BQFYPFKCEAAgKR9.jpg largeThe barricades have been drawn.

On the one side stands one of Britain’s leading unconventional energy companies, Cuadrilla. The company is chaired by the influential former BP chief executive, Lord Browne.

On the other side stands the rural village of Balcombe in the rolling hills of rural Sussex. Balcombe, near the town of Lewes, is a quintessential picture of the English countryside, where you can watch cricket on the village green or have tea and cake in the local tea rooms. It is part of the affluent stockbrocker belt of England.  Many of its residents are traditional Conservative voters.

It is also rapidly becoming the front line in the battle of Britain’s energy future. Cuadrilla has been granted a licence by Sussex Council and the government to undertake exploratory drilling for oil in the village.

The drilling pits the oil company against the vast majority of the local population. In a parish poll taken last year a massive 82 per cent of residents opposed drilling operations on their doorstep. Although the company only have a licence for exploratory drilling for oil, residents fear it will be the first step towards large scale fracking of the surrounding British countryside.

Katie Dunn from Frack-Free Balcombe argues that the exploratory drilling is the first step in whole scale “industrialisation” of the area.

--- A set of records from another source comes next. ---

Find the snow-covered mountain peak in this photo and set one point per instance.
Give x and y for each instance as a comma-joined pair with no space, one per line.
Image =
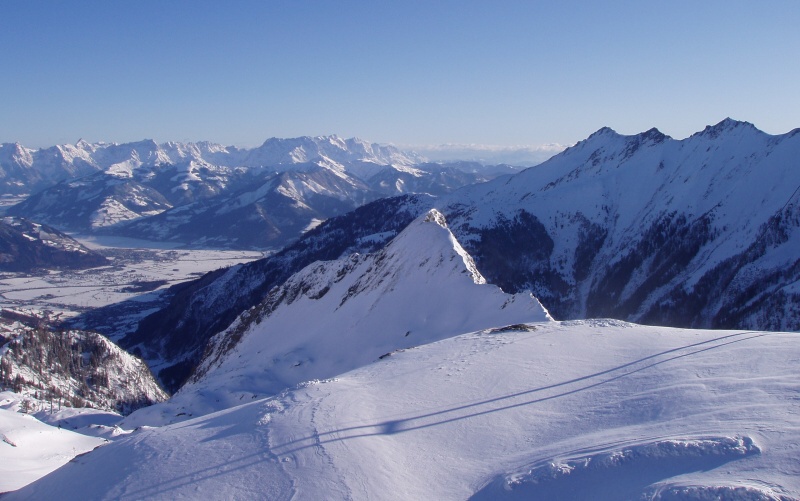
334,316
725,127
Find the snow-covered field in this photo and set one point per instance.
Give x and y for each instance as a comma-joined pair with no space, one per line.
572,410
137,267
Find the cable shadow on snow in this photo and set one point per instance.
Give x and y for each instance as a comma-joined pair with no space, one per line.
431,419
437,418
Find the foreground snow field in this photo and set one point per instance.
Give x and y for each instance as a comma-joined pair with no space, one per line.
30,449
574,410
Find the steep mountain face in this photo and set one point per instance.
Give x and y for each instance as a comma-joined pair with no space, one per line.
173,339
73,369
334,316
700,232
25,246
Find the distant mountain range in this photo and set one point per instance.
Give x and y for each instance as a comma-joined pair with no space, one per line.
203,194
27,246
700,232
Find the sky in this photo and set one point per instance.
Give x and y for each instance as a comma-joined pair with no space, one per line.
409,73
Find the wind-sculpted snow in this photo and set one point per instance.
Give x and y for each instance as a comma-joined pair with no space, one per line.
631,473
698,232
648,412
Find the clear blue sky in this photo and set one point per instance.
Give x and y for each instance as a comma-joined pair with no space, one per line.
404,72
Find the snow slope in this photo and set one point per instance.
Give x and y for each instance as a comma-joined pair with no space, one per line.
29,449
573,410
338,315
699,232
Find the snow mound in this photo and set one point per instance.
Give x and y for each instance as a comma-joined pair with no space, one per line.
629,473
30,449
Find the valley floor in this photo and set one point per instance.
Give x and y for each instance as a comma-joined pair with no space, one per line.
137,267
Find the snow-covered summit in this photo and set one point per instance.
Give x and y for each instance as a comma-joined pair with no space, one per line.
334,316
627,226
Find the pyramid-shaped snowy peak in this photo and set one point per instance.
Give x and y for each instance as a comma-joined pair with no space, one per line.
334,316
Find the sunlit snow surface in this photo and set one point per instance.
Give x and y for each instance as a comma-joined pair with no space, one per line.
30,449
572,410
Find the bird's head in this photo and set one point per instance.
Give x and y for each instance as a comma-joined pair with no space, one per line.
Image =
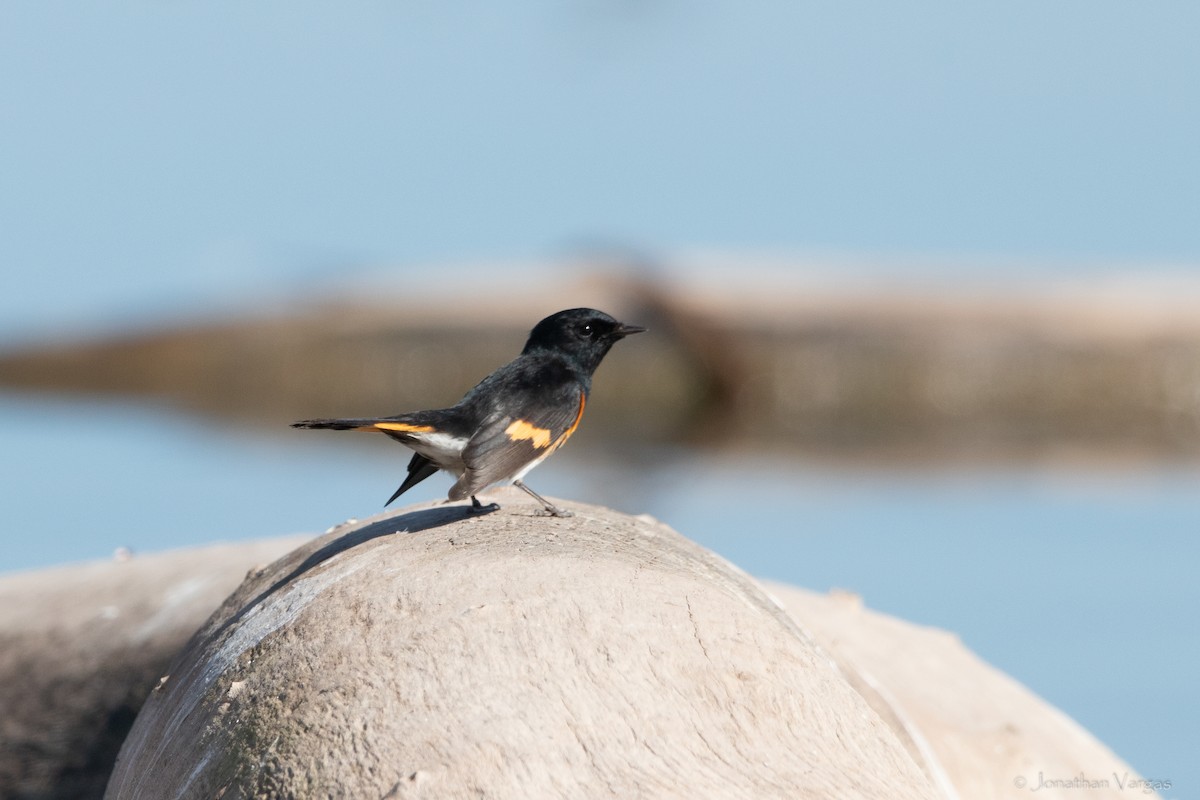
582,334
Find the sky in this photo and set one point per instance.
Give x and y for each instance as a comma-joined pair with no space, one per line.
172,155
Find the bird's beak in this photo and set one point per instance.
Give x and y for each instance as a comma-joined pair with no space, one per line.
624,330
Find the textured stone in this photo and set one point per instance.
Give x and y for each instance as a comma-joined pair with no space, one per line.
432,653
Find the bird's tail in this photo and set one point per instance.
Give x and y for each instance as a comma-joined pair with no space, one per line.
399,427
337,425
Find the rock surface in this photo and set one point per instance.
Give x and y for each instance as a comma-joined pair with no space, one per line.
976,732
439,654
82,645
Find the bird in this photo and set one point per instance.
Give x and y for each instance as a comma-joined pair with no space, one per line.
513,420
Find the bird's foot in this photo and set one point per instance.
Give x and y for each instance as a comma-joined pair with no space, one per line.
479,507
553,511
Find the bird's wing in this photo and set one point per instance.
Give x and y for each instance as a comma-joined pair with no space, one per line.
508,443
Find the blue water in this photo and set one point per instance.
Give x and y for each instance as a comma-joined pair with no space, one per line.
1080,584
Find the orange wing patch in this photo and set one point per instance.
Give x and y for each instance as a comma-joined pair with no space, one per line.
521,429
402,427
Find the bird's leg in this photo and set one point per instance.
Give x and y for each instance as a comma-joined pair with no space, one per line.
552,510
479,507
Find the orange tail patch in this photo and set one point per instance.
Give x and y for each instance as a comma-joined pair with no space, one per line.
521,429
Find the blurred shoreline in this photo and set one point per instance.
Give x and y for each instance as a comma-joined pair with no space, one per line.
1080,370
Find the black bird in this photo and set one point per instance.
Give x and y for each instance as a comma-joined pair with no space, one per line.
514,419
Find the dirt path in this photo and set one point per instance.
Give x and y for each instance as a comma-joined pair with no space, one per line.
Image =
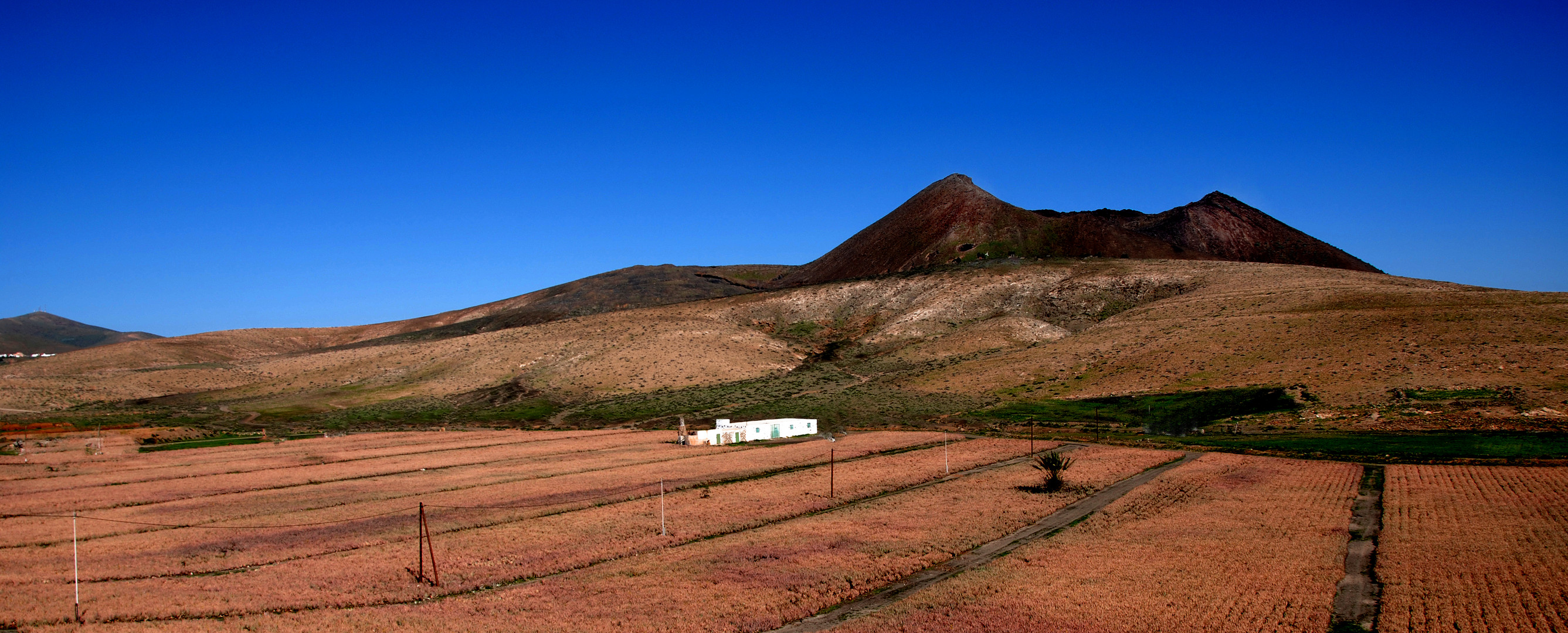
980,555
1357,599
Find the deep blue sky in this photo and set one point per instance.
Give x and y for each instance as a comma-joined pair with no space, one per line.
182,168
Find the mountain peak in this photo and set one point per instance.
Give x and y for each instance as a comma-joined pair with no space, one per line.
954,220
41,333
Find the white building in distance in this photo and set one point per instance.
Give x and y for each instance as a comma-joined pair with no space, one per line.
727,431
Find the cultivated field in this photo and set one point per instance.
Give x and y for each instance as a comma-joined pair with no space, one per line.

Cuadrilla’s holding company has a licence to explore over 57,000 acres.  Fracking, she argues, is inevitable.

Even senior conservatives, such as Peter Lilley, who is on the influential Energy and Climate Change committee, argue that the only way to find out how much shale oil and gas is in the UK is to undertake “substantial” drilling.

The drilling could start as early as tomorrow. But yesterday, local residents and environmentalists blockaded the site, and the protest continues today. Yesterday, they forced a lorry carrying drilling equipment from entering.  After a tense stand-off, local Police ordered the lorry to turn back.

The conflict could escalate as protesters have now pledged to mount a round-the-clock campaign to prevent Cuadrilla from drilling. Local environmental campaigners have joined in the protest too.

Brenda Pollack, regional campaigner for Friends of the Earth South East, said: “Shale gas and oil are not the solution to our energy challenges. They threaten local communities, pollute our atmosphere and there’s plenty of evidence they won’t bring down fuel prices. It’s time to end the nation’s costly addiction to dirty fossil fuels and build a clean future based on energy efficiency and harnessing the power of the wind, waves and sun.”

Cuadrilla, though, argues that Britain needs home produced oil. It also says if it needs to frack it will have to obtain new licenses.

However the problem for the oil industry and the government is that the protests at Balcombe could be replicated across the country. Britain does not have the wide open spaces of America. It is a crowded island, where the proximity of concerned local communities and rampant fracking will turn out to be a toxic mix that could backfire spectacularly for both the Government and the industry.

Because one thing is certain: the more concerned communities find out about the risks of fracking the more they do not like it.